The emotion that hit me was totally confusing and unexpected. How could I be this upset about someone I hadn’t spoken to for 20 years?
In the hours that followed hearing the news I couldn’t think or focus or stop crying. I had to cancel a meeting and I felt a fraud. It wasn’t like she was still one of my best friends. Then I’d be ‘allowed’ to be upset.
Then I remembered my training – it’s ok to feel whatever you are feeling. And I was feeling every emotion. I was also flooded with memories of her. All the crazy fun we had, all the teenage drama, the finding our way as adults and all the pain.
I had always hoped one day our paths would cross naturally. We would grab a drink and hear how our lives had turned out. I had often wondered whether she was happy. What career did she choose? Where was she living and with who? Within a few hours of hearing she had died, I finally found all this out. And I was full of regret. Why hadn’t I just contacted her to ask her. Why hadn’t I reached out to tell her, that despite everything, I still hold many wonderful memories of her?

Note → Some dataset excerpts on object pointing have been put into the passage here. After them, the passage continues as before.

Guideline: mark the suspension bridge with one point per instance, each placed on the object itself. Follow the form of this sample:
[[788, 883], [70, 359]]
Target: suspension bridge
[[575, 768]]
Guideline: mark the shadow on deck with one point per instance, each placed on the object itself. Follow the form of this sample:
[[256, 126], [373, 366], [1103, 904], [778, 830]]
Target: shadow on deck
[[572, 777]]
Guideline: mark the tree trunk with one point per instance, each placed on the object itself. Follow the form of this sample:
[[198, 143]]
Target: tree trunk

Then an interesting thing happened. As the shock wore off, so did the regrets. In fact within a few days there were no regrets. Just some sadness. There was actually no unfinished business.
The funny thing about death is how final it is. We hear this so much. We are advised we must pre-empt regrets by telling those we love how much we love them and making peace with people who have wronged us. For me, its actually more about making peace with the past and being sure of your choices. So when a bereavement comes knocking at your door, it’s OK to feel however you feel. For me it turned out to be grief for what I’d hoped for. And her death meant that possibility, however small, was now gone.

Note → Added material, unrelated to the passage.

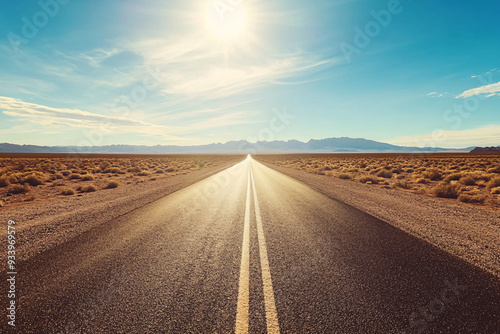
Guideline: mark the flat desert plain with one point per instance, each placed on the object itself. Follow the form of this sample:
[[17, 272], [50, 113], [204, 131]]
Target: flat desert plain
[[38, 177], [465, 178]]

So how ‘should’ we feel when someone we were once close to dies? Whatever you feel is OK.
- Know that any bereavement can trigger feelings and emotions
- Reach out to friends or family that might have known the person that died. Often we want to connect with those that knew the person. But not everyone feels the same so take their lead.
- Write to the person who died and then put it away or burn or delete it. You don’t have to do this just once either. Do as many times as you feel to.
- Go through old photos, acknowledge and treasure the good times.
- Call our helpline or visit our grief chat if you are struggling to process your feelings – we can help talk through these emotions.
- Above all be kind to yourself. It’s often a shock, whoever dies.